С самого утра серые тучи безостановочно бежали с запада на восток за далёкую отсюда Волгу. Пару раз даже капнуло. Но к вечеру ветер стих, и небесная картина стала меняться на глазах. Облака забелели. Пробивается синий цвет, чаще проглядывает солнце. Пора и в обратный путь.

Рыбалка дилетантов

Господи, пять часов утра! Край неба только светлеет. Самый сладкий сон. А в тихом летнем саду он ещё слаще. Но Ванюшка быстро заводит машину, и мы рулим к недалёкому устью Хмелёвки. Опоздали! В густых камышах и вокруг них уже торчат удочки местных рыбаков.

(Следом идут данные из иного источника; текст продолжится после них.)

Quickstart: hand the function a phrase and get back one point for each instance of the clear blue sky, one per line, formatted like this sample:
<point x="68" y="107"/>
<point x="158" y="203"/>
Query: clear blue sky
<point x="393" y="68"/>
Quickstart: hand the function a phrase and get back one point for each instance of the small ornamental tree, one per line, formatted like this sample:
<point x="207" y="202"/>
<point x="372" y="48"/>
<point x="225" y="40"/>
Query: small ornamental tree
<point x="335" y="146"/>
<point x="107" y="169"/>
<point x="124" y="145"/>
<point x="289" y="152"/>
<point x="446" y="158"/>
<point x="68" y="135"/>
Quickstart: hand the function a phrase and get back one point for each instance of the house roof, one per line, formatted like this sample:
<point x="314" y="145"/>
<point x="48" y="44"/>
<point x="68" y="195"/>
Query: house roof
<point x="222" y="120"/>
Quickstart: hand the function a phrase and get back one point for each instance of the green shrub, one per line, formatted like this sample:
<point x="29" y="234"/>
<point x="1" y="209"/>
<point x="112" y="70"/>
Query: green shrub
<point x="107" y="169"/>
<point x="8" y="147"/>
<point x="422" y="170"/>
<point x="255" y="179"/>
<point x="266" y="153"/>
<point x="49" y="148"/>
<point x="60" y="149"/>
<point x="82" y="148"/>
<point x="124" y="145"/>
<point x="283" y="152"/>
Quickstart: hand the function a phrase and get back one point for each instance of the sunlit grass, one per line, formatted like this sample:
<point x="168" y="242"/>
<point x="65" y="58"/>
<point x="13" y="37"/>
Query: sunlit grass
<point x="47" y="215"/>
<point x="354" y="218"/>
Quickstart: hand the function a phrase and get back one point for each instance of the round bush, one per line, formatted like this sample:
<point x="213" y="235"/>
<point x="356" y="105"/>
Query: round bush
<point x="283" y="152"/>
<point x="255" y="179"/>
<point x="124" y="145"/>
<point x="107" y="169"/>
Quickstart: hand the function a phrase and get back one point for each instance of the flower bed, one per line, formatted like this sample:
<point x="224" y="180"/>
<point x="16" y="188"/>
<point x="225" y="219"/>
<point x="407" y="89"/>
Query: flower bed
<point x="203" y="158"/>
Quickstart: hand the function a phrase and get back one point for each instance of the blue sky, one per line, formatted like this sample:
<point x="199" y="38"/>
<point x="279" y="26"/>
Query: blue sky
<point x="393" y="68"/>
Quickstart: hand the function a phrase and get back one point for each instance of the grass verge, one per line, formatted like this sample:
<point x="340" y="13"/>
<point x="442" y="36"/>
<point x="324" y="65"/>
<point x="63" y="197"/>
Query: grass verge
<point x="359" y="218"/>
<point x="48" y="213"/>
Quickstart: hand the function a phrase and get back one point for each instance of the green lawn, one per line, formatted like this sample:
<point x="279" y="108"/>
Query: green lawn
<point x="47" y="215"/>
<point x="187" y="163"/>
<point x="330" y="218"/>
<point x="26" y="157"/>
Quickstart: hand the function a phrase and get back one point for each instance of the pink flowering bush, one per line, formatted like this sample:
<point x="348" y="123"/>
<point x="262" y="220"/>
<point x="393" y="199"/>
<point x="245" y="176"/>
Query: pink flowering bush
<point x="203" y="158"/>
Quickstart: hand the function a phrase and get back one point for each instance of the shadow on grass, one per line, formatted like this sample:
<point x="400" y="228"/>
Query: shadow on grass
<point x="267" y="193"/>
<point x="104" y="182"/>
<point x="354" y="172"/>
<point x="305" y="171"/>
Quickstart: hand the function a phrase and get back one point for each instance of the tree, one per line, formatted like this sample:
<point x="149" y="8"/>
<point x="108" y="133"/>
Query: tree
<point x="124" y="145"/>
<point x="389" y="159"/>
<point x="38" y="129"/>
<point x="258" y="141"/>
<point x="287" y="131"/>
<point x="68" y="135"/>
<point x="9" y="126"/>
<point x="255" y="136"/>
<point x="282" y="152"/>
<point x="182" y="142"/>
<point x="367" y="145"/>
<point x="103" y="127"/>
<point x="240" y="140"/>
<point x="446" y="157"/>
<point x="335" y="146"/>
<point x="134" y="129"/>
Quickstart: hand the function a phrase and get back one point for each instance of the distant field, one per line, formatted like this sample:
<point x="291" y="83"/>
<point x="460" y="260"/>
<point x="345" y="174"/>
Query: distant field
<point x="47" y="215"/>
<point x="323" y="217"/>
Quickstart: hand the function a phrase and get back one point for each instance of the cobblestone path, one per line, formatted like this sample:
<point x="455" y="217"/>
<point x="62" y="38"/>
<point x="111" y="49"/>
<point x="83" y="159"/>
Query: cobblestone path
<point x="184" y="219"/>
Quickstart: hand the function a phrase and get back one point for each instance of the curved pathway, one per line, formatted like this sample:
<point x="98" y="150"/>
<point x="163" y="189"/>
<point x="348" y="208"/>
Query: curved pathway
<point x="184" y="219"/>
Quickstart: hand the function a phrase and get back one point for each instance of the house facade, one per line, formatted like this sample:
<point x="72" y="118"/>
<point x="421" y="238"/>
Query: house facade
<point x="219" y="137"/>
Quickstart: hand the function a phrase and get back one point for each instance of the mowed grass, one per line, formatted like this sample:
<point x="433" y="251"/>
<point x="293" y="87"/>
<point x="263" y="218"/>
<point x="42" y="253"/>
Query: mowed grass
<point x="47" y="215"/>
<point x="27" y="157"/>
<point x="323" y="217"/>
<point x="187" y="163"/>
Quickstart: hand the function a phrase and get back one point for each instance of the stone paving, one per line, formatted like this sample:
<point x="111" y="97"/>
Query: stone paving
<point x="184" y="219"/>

Пока вытаскивали из багажника снасти и надувную лодку, подъехал джип с большим дюралевым катером на прицепе. Его идеальные носовые обводы устремлены, скорее, вверх, чем вперёд. Джип привычно развернулся. Съехал прямо в воду. Из него вышли два крепких мужика в высоких резиновых сапогах. Настоящие речные волки. Отцепили катер, ловко забрались в него. На малых оборотах прогрели мощную «Ямаху» и стрелой помчались к далёким островам.

Проверят сети. Не на удочку же «волки» ловят рыбу. И домой с богатым уловом. А, может, причалят к знакомому острову. Поставят палатку. Наберут сушняка. Не спеша разведут костёр. Затеют к вечеру уху. Вынут из прибрежного песка охлаждённую бутылочку. И за дружеской беседой под звёздами и свежим волжским ветерком проведут заветные часы жизни.

Накачав свой двухместный «Шкипер», направили его за нескончаемую полосу камыша. Утренняя прохлада быстро растворилась в лучах взошедшего солнца. Камышовая зелень стала нежнее, мягче. В глазах зарябило от водяных бликов. Поспешили забросить несколько «косынок», «бакланов» и небольшую всегда некстати путающуюся сеть. Побросали для порядка забученную с вечера прикормку из сухарей и жмыха.

Всё это оглядываясь, поскольку рыбоохрана на Волге не дремлет. Потом Ванюшка половил немного на удочку. Один раз сорвалась хорошая плотва. Немного поблеснил. Блёсны у него французские. Первый класс. Но щуки и судаки уже позавтракали. А я сидел на вёслах и разглядывал берег, с наслаждением вдыхая неповторимый запах волжской воды.

Казалось бы, берег как берег. Ну, высокий, обрывистый, древние отложения можно руками потрогать. Дело в другом. Всякий раз, когда смотришь с Волги на берег, чувствуешь себя немного первооткрывателем.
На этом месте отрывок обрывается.